Giving Away the House: Finding Your Lost Profits
Most bars should be able to maintain close to 21% liquor costs. Inability to do so can typically be traced back to inadequate ordering and pricing strategies, theft, or malfunctioning equipment. If your costs are out of control, our consultants can help you identify areas where you can tighten your belt without sacrificing the quality of your product.
#1 - Rail spirit profit margins are paramount
Profit margins on rail spirits should far surpass 21%. By selling your most commonly used spirits at 15% or better the bar can afford to take a small hit on more expensive items as well as compensate for other losses of profit due to shrinkage, buybacks, breakage, and comps.
#2 - Look beyond the percentages
Though liquor costs are important, good percentages alone don’t necessarily indicate whether your beverage program is living up to its full potential. In certain situations, taking a small hit on percentage in exchange for increased sales or increased profit per transaction can actually be more profitable.
#3- Record everything
Controlling costs and making informed decisions about your beverage program requires accurate data. Whether your bar has very tight inventory controls or gives away lots of ‘buybacks’ and shift drinks, recording every drink that crosses your bar will allow you to accurately manage your pricing and costing.

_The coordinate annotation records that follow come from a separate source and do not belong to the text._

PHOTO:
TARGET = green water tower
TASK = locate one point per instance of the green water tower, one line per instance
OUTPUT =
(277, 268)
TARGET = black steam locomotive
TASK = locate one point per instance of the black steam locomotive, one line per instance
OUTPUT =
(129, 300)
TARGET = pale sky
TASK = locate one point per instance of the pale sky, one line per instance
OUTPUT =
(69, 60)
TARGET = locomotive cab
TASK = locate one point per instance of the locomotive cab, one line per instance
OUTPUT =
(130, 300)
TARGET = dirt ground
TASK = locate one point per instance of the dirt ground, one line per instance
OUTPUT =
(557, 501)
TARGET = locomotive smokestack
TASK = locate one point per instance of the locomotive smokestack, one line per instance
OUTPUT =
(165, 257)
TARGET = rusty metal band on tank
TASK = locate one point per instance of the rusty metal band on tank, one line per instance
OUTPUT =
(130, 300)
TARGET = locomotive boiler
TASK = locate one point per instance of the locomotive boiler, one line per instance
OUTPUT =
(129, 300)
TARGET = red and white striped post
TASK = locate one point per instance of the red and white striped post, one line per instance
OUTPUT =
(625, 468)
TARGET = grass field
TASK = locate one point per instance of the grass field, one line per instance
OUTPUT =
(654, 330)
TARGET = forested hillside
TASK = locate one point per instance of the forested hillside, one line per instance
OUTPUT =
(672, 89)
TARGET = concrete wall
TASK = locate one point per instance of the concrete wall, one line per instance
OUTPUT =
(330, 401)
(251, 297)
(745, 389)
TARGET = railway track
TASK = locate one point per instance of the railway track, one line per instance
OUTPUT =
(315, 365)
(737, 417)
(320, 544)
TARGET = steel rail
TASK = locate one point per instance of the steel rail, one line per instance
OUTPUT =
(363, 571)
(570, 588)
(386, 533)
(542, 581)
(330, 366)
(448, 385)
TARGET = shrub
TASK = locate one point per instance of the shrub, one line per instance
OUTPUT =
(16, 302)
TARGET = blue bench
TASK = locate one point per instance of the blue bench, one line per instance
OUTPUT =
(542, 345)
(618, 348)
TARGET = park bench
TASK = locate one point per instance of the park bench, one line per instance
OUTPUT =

#4 - Don't sacrifice quality for margins
Sacrificing quality for margins leads to decreased spirit sales. While using a low-quality, inexpensive bourbon in your well might temporarily increase margins, any positive effect is negated as your customers move on to other products or worse, other bars. There’s no need to sacrifice quality in order to get affordable spirits behind your bar. Our consultants know which brands and distributors can work with you to get their prices in a range that makes sense for your bar, allowing you to utilize spirits you might have thought were price prohibitive.
#5 - Choose the right equipment and take care of it
Choosing quality equipment and keeping it properly maintained pays for itself. Improperly installed draft and refrigeration systems can devastate yields and margins from beer program. Small equipment choices can have huge impact on labor costs and staffing issues down the road. From the risk of injury to the loss of product, the potential costs of not choosing the right equipment and tools for your bar can be immense.